MN: How would you compare your living situation at Tule Lake to Manzanar?

GH: It was different because my dad was there now too. And I don't remember too terribly much of it, but I know one time my mother and -- my mother's a nagger [laughs] -- and she got into something with my father and he pushed her, and she, like I say, was a pleasantly plump little lady, so went staggering back and fell. And I went after my father. You know, how dare he. So my father, I know he didn't mean to do, to harm her, but she wasn't very steady either, so she fell. And I don't remember too terribly much, and then after that, again he was separated from us. I forgot exactly how that happened.

MN: But when your father came back, it's because you wrote to somebody in Washington, D.C.?

GH: I'd been writing to them, yes, to reunite our family, and my father was nobody really that important that should be locked away, and he was just a businessman running a restaurant. But we didn't get to be together until they put us into the "disloyal camp" and he finally, we were reunited for just a short time.

MN: What was the reunion like?

GH: It was kind of strange. He was different. We were all different than we were, with the stress and everything. I don't know, we were all different.

MN: How would you say different?

GH: I think not as harmonious as it was. There was a little tension.

MN: Did your father and Thomas get involved with the Hoshidan?

GH: I'm not sure.

MN: What about you and your mother? Did you get involved with the Joshidan?

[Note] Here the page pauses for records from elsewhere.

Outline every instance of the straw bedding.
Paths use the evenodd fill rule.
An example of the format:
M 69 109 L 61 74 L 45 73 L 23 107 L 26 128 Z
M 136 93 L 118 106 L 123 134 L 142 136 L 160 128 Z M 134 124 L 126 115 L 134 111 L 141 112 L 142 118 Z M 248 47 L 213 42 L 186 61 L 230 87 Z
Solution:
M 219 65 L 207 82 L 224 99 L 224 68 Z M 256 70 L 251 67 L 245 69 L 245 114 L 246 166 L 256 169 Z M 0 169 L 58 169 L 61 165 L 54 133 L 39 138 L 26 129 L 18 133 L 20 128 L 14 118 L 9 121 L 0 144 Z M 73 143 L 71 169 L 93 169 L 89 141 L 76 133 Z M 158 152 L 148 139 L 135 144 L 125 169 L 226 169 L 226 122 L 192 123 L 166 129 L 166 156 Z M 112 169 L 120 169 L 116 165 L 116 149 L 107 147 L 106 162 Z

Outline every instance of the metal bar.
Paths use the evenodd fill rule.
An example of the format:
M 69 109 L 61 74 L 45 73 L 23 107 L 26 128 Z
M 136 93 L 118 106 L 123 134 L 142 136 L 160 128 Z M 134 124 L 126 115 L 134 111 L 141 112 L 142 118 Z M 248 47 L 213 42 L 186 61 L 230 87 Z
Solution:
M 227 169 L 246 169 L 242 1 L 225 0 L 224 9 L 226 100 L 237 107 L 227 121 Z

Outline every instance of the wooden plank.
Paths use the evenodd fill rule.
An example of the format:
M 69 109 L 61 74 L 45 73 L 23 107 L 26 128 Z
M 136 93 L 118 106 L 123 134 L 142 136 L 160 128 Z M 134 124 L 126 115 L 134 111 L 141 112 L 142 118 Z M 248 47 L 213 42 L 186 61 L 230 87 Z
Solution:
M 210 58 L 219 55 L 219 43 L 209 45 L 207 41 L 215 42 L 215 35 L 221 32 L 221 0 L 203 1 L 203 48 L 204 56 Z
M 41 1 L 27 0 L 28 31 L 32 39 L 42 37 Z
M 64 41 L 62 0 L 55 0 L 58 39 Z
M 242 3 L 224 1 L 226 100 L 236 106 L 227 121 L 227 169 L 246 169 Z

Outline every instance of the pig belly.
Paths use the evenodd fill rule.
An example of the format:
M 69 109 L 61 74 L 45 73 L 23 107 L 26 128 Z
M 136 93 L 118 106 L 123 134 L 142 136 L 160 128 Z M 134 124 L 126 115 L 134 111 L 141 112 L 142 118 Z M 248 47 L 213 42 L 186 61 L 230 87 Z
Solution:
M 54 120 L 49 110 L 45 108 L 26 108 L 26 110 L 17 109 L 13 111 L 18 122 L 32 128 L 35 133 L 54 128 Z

GH: I don't know that either, but we did exercise. We did go for exercise, so I don't know if that was it.

MN: Tell me about the exercise. How early would you have to get up?

GH: We had to get up very early and do these exercises and come home, go back to what we were doing.

MN: Were you out there with the hachimaki and everything?

GH: I don't think we did that, but yes, we did go exercise.

MN: Now, your mother's not very healthy, so how was she able to stand all...

GH: She tried. And one time she did fall, and thereafter we didn't go. [Laughs]

MN: Now, was this all women, or were there girls, young girls? Or how, and how many --

GH: I think it was all woman, and it was a group.

MN: How big was the group?

GH: I don't know, I don't know anybody in there or anything. We just went, did our thing, and came back. But it was a group. There was quite a few people. And we did, "Wassho, wassho, wassho," ran up the street. I think I remember that the street was, like, a red gravel street, and (Mother) fell and it really scraped her leg badly, and I think she hurt her back too. And thereafter we didn't go very much.

MN: When you were exercising, were the men exercising also?

GH: [Shakes head] Maybe they were separate from us.

MN: I know, like the men used to have bugles and stuff. Did the women have that too?

GH: I don't remember that.

MN: Now, at Tule Lake you attended the Japanese school rather than the regular school.

GH: Right.

MN: Why did you choose the Japanese school?

GH: It wasn't that I chose it. My mother said that they had better education there because they taught everything in Japanese, so it was better than the English school, the regular school, because they... I don't know. She felt that it was better for me to go to Japanese school, so I did. And I had a little bit of background from Moneta Gakuen, so I caught up with them very quickly.

MN: So how many hours a day was Japanese school?

GH: It was all day.

MN: Like a regular school.

GH: Like a regular school.

MN: And then you mentioned that you also resumed odori lessons.

GH: Well, that was, Mother wanted me to go to Bando Misa and so I did learn from Bando Misa, yes.

MN: Now, when you were at Tule Lake, nobody tried to convince your father to remain in the United States?

GH: I don't know about that. I don't think so.

MN: How long was your father with the family before, this time your father and Thomas were taken away, right?

GH: Yes.

MN: Do you remember how that happened?

GH: I'm not sure about how that happened. And I can't even remember when it was. I guess I'm trying to wipe out all that part of, of my life. [Laughs] I can't remember it very well.